A geometry-complete, SE(3)-equivariant vector-quantized autoencoder that tokenizes protein 3D backbones into discrete tokens while preserving orientation and chirality.
Discrete structure tokenizers have become a foundational building block for protein machine learning: by mapping continuous 3D coordinates to a small vocabulary of tokens, they let structure be modeled with the same language-model and generative machinery used for sequence. The quality of these tokenizers—how faithfully a backbone can be reconstructed from its tokens, and how efficiently—directly bounds the performance of everything built on top of them. GCP-VQVAE, from the University of Missouri, is a structure tokenizer designed to be geometry-complete: it preserves both orientation and chirality, properties that simpler invariant encoders can discard.
The model couples an SE(3)-equivariant GCPNet encoder with a vector-quantized codebook and a Transformer decoder, training the whole system as an autoencoder on 24 million monomer protein backbone structures from the AlphaFold Protein Structure Database. The result is a discrete representation that reconstructs backbones to sub-angstrom accuracy while running hundreds of times faster than prior state-of-the-art tokenizers, with model weights released under an MIT license.

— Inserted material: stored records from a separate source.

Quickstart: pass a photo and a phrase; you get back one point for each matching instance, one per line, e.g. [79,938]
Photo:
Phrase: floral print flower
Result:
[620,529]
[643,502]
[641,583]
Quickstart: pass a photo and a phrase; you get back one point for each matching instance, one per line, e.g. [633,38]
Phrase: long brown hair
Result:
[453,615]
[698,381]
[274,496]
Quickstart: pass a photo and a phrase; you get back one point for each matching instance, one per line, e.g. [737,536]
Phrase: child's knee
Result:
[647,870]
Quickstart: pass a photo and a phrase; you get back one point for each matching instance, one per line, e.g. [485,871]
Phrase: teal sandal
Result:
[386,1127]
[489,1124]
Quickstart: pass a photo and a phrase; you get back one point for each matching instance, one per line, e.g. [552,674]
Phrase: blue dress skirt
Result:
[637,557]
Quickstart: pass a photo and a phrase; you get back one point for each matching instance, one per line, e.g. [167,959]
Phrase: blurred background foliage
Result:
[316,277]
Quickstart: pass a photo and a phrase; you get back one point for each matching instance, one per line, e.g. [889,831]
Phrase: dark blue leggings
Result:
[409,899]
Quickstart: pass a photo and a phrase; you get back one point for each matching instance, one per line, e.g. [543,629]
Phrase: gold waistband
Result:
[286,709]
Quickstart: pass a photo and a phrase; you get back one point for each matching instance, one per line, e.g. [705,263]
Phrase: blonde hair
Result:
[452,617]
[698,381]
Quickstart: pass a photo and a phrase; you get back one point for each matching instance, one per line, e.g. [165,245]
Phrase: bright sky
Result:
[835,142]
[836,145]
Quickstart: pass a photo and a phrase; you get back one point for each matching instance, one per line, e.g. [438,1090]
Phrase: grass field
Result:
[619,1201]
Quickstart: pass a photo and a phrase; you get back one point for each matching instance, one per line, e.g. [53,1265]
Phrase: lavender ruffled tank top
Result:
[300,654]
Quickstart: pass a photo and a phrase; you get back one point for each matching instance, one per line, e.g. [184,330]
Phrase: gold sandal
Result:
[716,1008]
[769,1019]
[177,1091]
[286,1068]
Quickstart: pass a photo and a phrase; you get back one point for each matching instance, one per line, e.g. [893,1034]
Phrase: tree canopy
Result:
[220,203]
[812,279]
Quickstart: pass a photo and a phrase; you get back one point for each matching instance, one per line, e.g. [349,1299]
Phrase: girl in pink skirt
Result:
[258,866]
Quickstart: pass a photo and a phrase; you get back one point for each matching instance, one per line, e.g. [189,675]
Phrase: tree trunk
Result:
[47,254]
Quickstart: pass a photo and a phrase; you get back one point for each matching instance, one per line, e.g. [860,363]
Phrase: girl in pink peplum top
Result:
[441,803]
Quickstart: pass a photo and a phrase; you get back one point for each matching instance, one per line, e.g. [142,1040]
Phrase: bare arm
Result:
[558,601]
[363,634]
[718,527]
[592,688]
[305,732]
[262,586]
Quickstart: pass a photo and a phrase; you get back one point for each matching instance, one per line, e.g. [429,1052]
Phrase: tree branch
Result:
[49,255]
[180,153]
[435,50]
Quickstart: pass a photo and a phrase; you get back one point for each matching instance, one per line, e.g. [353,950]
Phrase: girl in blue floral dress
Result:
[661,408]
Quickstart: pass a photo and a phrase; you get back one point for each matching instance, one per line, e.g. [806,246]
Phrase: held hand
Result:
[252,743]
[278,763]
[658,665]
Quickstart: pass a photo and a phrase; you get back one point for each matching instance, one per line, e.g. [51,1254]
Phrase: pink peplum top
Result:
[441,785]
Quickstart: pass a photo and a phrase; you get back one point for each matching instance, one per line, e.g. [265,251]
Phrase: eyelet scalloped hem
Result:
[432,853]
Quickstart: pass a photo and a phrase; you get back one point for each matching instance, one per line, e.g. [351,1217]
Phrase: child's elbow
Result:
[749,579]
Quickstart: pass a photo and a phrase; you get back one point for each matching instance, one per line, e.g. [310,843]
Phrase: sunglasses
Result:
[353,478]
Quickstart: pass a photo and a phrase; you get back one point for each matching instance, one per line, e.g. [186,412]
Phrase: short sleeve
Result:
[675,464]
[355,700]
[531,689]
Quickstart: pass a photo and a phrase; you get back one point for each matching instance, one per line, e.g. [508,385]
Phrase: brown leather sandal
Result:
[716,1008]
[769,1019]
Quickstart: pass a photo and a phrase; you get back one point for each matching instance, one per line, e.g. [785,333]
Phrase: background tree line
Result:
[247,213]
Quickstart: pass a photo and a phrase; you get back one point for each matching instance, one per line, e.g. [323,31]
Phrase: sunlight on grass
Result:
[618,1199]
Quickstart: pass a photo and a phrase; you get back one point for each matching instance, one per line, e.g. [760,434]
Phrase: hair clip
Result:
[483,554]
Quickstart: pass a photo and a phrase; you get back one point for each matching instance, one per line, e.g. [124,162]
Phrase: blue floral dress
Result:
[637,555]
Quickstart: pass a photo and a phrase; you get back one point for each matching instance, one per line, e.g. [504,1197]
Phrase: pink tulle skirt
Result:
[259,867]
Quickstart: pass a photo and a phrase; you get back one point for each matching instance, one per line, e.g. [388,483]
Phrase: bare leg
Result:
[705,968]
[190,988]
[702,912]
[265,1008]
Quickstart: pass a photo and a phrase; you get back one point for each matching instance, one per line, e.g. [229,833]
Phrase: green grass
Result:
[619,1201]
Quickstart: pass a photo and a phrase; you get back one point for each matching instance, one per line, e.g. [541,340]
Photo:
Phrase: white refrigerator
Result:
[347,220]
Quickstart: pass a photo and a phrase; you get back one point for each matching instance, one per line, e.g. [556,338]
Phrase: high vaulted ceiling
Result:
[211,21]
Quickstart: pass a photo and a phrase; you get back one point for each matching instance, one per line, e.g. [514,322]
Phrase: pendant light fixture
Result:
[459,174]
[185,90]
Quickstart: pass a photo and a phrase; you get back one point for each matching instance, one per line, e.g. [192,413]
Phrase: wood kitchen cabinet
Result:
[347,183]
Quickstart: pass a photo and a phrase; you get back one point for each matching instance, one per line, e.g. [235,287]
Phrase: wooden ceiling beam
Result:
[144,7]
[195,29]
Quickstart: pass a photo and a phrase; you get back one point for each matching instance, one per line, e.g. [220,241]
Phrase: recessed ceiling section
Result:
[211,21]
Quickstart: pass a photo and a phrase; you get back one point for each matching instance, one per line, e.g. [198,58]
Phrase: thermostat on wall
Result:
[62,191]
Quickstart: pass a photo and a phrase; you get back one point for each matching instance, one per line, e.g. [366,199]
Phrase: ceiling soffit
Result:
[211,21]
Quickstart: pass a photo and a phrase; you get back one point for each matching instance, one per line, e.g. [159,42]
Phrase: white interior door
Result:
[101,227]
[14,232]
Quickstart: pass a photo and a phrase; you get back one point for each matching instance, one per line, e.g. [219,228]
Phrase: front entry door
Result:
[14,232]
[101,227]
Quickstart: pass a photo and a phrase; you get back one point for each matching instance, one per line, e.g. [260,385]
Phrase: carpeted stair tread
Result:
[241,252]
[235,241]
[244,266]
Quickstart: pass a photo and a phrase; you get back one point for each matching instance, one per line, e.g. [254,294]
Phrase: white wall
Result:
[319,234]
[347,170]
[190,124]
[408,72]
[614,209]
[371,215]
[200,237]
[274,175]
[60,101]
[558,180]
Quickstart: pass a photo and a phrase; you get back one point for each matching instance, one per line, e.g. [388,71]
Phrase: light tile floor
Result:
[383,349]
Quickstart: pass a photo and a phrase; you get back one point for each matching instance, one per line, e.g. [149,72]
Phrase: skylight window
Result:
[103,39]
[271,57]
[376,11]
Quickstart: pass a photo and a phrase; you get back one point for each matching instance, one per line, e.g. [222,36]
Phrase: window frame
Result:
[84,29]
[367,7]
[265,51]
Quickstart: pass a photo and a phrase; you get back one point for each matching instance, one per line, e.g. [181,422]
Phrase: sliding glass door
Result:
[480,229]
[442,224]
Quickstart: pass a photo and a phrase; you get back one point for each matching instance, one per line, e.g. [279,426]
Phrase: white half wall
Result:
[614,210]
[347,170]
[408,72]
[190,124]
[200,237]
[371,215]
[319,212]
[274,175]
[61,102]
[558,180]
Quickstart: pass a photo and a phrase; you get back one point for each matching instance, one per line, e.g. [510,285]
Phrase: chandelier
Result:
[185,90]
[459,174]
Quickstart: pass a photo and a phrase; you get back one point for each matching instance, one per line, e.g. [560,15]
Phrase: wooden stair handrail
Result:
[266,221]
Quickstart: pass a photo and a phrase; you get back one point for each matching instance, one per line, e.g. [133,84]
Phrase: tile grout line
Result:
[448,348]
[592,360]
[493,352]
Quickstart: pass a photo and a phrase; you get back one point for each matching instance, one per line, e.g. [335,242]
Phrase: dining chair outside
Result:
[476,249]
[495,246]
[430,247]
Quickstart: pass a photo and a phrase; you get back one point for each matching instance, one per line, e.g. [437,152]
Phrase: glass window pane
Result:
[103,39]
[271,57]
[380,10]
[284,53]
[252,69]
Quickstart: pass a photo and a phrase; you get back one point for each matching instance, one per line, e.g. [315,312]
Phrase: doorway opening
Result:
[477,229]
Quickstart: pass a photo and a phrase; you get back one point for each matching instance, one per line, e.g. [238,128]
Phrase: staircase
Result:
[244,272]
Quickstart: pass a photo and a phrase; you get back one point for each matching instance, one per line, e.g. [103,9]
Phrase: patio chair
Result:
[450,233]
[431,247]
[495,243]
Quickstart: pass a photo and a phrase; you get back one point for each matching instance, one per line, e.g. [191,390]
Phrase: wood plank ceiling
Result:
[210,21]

GCP-VQVAE encodes a protein backbone with an SE(3)-equivariant GCPNet, quantizes the result against a 4,096-token vocabulary using a rotation- and translation-invariant quantization scheme, and reconstructs coordinates with a Transformer decoder that includes a 6D rotation head. Trained on 24M AlphaFold monomer structures, it reports backbone RMSDs of 0.4377 Å on CAMEO2024, 0.5293 Å on CASP15, and 0.7567 Å on CASP16, plus 0.8193 Å RMSD and 0.9673 TM-score on a zero-shot set of 1,938 new structures— all at 100% codebook utilization. The implementation requires Python 3.10+ and PyTorch 2.5+, with roughly 12 GB of GPU memory recommended for inference.
A high-fidelity, fast structure tokenizer is most valuable as infrastructure: it turns protein backbones into discrete tokens that downstream models can generate, edit, search, or condition on. GCP-VQVAE can serve as the structural front-end for protein structure language models, generative backbone design, structure-based retrieval, and any pipeline that benefits from compressing 3D geometry into a compact, reconstructable code. The released large and lite checkpoints let groups trade accuracy for speed depending on their compute budget.
By emphasizing geometric completeness and reporting both sub-angstrom reconstruction and large speedups, GCP-VQVAE pushes on two axes that matter most for downstream generative and representation work built on discrete structure tokens. Its permissive MIT-licensed weights lower the barrier to adoption as a drop-in tokenizer. As a 2025 preprint (currently in its third revision), its standing relative to other structure tokenizers will be clarified through peer review and independent benchmarking.